Data Type and Fields are a thing too: you can't (shouldn't) have the same field with mixed data type in the same Index Set (e.g if the field device exists as Integer because System1 uses a device number but System2 requires the type Text for this field because the device identifier is a string, then you should either store everything as string or create a separate index set to keep both datatypes and their respective benefits under the same field name).

That's typically the reason why you probably don't want to store Windows Logs in the same Index Set that anything else (apply this to your use case, this may be true for your ERP/WMS data sources?...) because they can easily lead to hundreds of differents fields (and it's recommended to avoid exceeding the 1000 fields per index limit).

So, no, it's not just about the retention strategy. As a starting point for your reflection I recommend that you consider grouping various data source types in their Index Set (An Index Set for Windows Log, another one for Linux servers, another one for the firewalls for example, because it makes sense from a datatype point of view).

What impact does it have if I have a lot or a few indices?

It depends on your ElasticSearch infrastructure, and "a lot" is undefined... take a look at Sizing ElasticSearch and Size your shards.

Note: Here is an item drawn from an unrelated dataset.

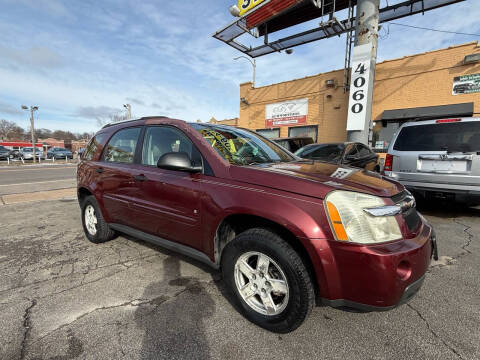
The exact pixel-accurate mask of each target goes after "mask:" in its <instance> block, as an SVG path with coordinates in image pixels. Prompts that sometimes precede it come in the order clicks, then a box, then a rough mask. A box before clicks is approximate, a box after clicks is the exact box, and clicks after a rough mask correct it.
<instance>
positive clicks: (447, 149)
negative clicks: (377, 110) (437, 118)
mask: <svg viewBox="0 0 480 360" xmlns="http://www.w3.org/2000/svg"><path fill="white" fill-rule="evenodd" d="M384 173H385V175H387V176H390V177H392V178H394V179H395V180H397V181H400V182H401V183H402V184H403V185H405V187H407V188H408V189H409V190H411V191H412V192H414V193H416V194H417V195H421V196H423V197H429V196H433V197H438V198H444V199H452V200H457V201H460V202H465V203H468V204H472V205H473V204H480V119H479V118H456V119H438V120H427V121H417V122H408V123H405V124H403V125H402V126H401V127H400V129H399V130H398V131H397V132H396V133H395V135H394V137H393V140H392V142H391V143H390V147H389V148H388V154H387V157H386V159H385V168H384Z"/></svg>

Keeping in mind what kind of queries you'll perform and over which time range may help to find the right balance between index size and the number of indices ElasticSearch will have to query to fulfil your request.

Unfortunately, there is no one-size-fits-all sharding strategy. A strategy that works in one environment may not scale in another. A good sharding strategy must account for your infrastructure, use case, and performance expectations.[...]

How many index sets should I have for my use case?

The stream is configured with one index set, you can't set multiple index sets for one stream. Regarding the other points, I already answered above.
However, note that you can configure multiple Streams on the same Index Set, this is very useful if you want to use these streams with the same underlying data and just want to restrict access to a subset of logs for certain users: you can route messages based on the conditions you want between various streams and if those streams all shares the same Index Set you'll not duplicate the messages.